Epichloë sinofestucae

Scientific classification
- Domain: Eukaryota
- Kingdom: Fungi
- Division: Ascomycota
- Class: Sordariomycetes
- Order: Hypocreales
- Family: Clavicipitaceae
- Genus: Epichloë
- Species: E. sinofestucae
- Binomial name: Epichloë sinofestucae (Y.G.Chen, Y.L.Ji & Z.W.Wang) Leuchtm.
- Synonyms: Neotyphodium sinofestucae Y.G.Chen, Y.L.Ji & Z.W.Wang;

= Epichloë sinofestucae =

- Authority: (Y.G.Chen, Y.L.Ji & Z.W.Wang) Leuchtm.
- Synonyms: Neotyphodium sinofestucae Y.G.Chen, Y.L.Ji & Z.W.Wang

Species of fungus

Epichloë sinofestucae is a hybrid asexual species in the fungal genus Epichloë.

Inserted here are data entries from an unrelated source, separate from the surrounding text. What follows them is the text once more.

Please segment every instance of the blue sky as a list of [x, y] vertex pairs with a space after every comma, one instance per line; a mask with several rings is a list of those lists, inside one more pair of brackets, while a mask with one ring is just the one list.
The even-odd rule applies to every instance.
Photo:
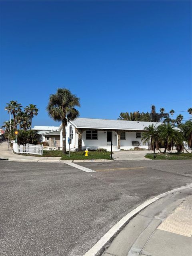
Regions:
[[61, 87], [80, 98], [82, 117], [191, 106], [190, 1], [0, 5], [0, 125], [10, 100], [37, 106], [33, 126], [56, 124], [45, 109]]

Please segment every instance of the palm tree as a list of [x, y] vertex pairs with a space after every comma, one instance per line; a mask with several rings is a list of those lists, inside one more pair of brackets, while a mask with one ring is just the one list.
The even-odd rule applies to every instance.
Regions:
[[148, 148], [150, 150], [153, 150], [154, 158], [155, 158], [155, 151], [156, 148], [159, 148], [159, 140], [157, 132], [157, 127], [153, 124], [150, 124], [148, 127], [146, 126], [145, 130], [148, 130], [142, 134], [141, 140], [146, 144], [148, 143]]
[[[162, 109], [161, 108], [161, 109]], [[151, 106], [151, 112], [150, 113], [151, 121], [154, 122], [160, 122], [163, 118], [169, 117], [169, 114], [167, 113], [157, 113], [155, 106], [152, 105]]]
[[181, 130], [185, 140], [190, 148], [192, 147], [192, 120], [188, 120], [182, 124]]
[[174, 129], [175, 126], [170, 123], [160, 125], [158, 128], [160, 141], [164, 146], [164, 153], [167, 149], [170, 151], [177, 141], [178, 130]]
[[49, 115], [55, 121], [62, 121], [62, 124], [63, 153], [66, 154], [66, 127], [68, 121], [72, 121], [79, 116], [74, 107], [80, 106], [79, 98], [65, 88], [59, 88], [56, 93], [51, 94], [47, 107]]
[[23, 113], [21, 116], [20, 127], [22, 128], [24, 131], [26, 131], [31, 127], [30, 122], [30, 116], [26, 113]]
[[5, 109], [7, 110], [8, 113], [11, 113], [11, 114], [13, 115], [13, 120], [14, 122], [14, 128], [15, 130], [17, 129], [17, 124], [15, 120], [15, 117], [16, 114], [19, 112], [21, 111], [21, 108], [22, 108], [20, 103], [18, 103], [16, 100], [11, 100], [10, 103], [7, 103], [7, 106], [5, 107]]
[[179, 125], [182, 122], [182, 120], [183, 118], [183, 116], [180, 114], [178, 115], [178, 116], [176, 118], [176, 122], [177, 122], [177, 124], [178, 125]]
[[118, 120], [130, 120], [130, 116], [128, 112], [122, 112], [120, 113], [119, 117], [117, 118]]
[[187, 112], [188, 112], [188, 113], [189, 113], [190, 115], [192, 115], [192, 108], [188, 108], [188, 109], [187, 110]]
[[23, 120], [23, 115], [24, 114], [24, 112], [23, 111], [20, 111], [18, 113], [16, 116], [15, 117], [15, 120], [17, 123], [17, 124], [19, 125], [19, 129], [21, 128], [21, 124], [22, 123]]
[[[13, 119], [11, 120], [11, 126], [12, 129], [12, 130], [14, 128], [14, 123]], [[3, 123], [3, 125], [2, 126], [2, 128], [6, 128], [6, 130], [10, 129], [10, 121], [6, 121]]]
[[173, 116], [173, 114], [174, 114], [174, 112], [175, 112], [175, 111], [174, 110], [173, 110], [173, 109], [172, 109], [169, 112], [169, 113], [172, 116]]
[[30, 122], [31, 122], [31, 129], [32, 128], [32, 118], [34, 116], [37, 116], [38, 114], [38, 111], [39, 110], [37, 108], [36, 105], [33, 105], [33, 104], [30, 104], [29, 106], [27, 106], [24, 110], [25, 112], [29, 115], [30, 117]]
[[165, 111], [165, 109], [164, 108], [160, 108], [160, 112], [161, 113], [161, 114], [163, 114]]

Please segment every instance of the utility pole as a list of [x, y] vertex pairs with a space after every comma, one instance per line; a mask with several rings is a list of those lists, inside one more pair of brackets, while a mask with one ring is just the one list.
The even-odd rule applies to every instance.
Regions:
[[8, 149], [9, 149], [9, 129], [8, 129]]

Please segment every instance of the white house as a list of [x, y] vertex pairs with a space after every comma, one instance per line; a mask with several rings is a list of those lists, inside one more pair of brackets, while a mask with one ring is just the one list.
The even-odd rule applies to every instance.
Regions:
[[[81, 150], [99, 148], [110, 150], [112, 141], [112, 150], [130, 149], [135, 146], [148, 148], [148, 145], [141, 141], [141, 134], [146, 126], [154, 124], [158, 126], [162, 123], [148, 122], [109, 120], [93, 118], [78, 118], [68, 122], [66, 127], [66, 148], [68, 149], [68, 138], [69, 128], [71, 125], [73, 134], [70, 149]], [[62, 126], [58, 131], [60, 132], [60, 149], [62, 148]]]
[[31, 130], [37, 131], [38, 137], [37, 139], [40, 142], [46, 141], [45, 136], [43, 134], [48, 132], [50, 131], [56, 131], [59, 127], [58, 126], [45, 126], [35, 125]]

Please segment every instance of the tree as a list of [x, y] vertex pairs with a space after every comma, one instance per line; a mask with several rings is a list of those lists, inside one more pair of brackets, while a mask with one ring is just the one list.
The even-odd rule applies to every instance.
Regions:
[[6, 130], [10, 130], [11, 128], [11, 130], [13, 130], [14, 126], [14, 122], [13, 119], [11, 120], [11, 127], [10, 126], [10, 121], [6, 121], [3, 123], [3, 124], [2, 126], [2, 128], [5, 128]]
[[30, 121], [31, 117], [26, 113], [23, 112], [22, 113], [21, 116], [20, 127], [20, 128], [22, 128], [24, 131], [26, 131], [27, 130], [31, 127], [31, 123]]
[[13, 116], [13, 120], [14, 122], [14, 128], [15, 130], [17, 129], [17, 124], [15, 119], [15, 117], [16, 114], [19, 112], [21, 111], [21, 108], [22, 106], [20, 103], [18, 103], [16, 100], [11, 100], [10, 103], [7, 103], [7, 106], [6, 106], [5, 109], [7, 110], [8, 113], [11, 113], [11, 114]]
[[[161, 108], [161, 109], [162, 109]], [[164, 109], [164, 108], [163, 109]], [[150, 113], [151, 122], [160, 122], [162, 118], [169, 117], [169, 114], [167, 113], [157, 113], [155, 106], [152, 105], [151, 106], [151, 112]]]
[[34, 116], [37, 116], [38, 114], [38, 111], [39, 110], [37, 108], [36, 105], [33, 104], [30, 104], [29, 106], [27, 106], [24, 108], [25, 112], [29, 115], [30, 117], [30, 128], [32, 128], [32, 118]]
[[148, 130], [142, 133], [141, 140], [143, 140], [144, 144], [148, 143], [148, 148], [150, 150], [153, 150], [154, 158], [155, 150], [159, 148], [159, 140], [157, 127], [152, 124], [150, 124], [148, 127], [146, 126], [144, 129]]
[[56, 93], [51, 94], [47, 107], [49, 115], [55, 121], [62, 121], [62, 124], [63, 153], [66, 154], [66, 127], [68, 121], [72, 121], [79, 116], [75, 108], [80, 107], [79, 98], [65, 88], [59, 88]]
[[27, 143], [36, 145], [37, 142], [37, 135], [36, 131], [20, 130], [17, 136], [17, 143], [21, 145]]
[[192, 120], [188, 120], [182, 124], [181, 130], [184, 140], [187, 142], [190, 148], [192, 147]]
[[140, 121], [143, 122], [150, 122], [151, 117], [148, 112], [140, 113], [139, 111], [135, 112], [121, 112], [118, 120], [126, 120], [127, 121]]
[[9, 138], [10, 140], [14, 140], [15, 139], [15, 135], [14, 134], [14, 122], [13, 119], [11, 120], [11, 129], [10, 130], [10, 121], [6, 121], [3, 123], [3, 125], [2, 126], [2, 128], [5, 128], [6, 130], [4, 133], [4, 136], [5, 138], [8, 139], [9, 134]]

A systemic and seed-transmissible grass symbiont first described in 2009, Epichloë sinofestucae is a natural allopolyploid of Epichloë bromicola and a strain in the Epichloë typhina complex.

Epichloë sinofestucae is found in Asia, where it has been identified in the grass species Festuca parvigluma.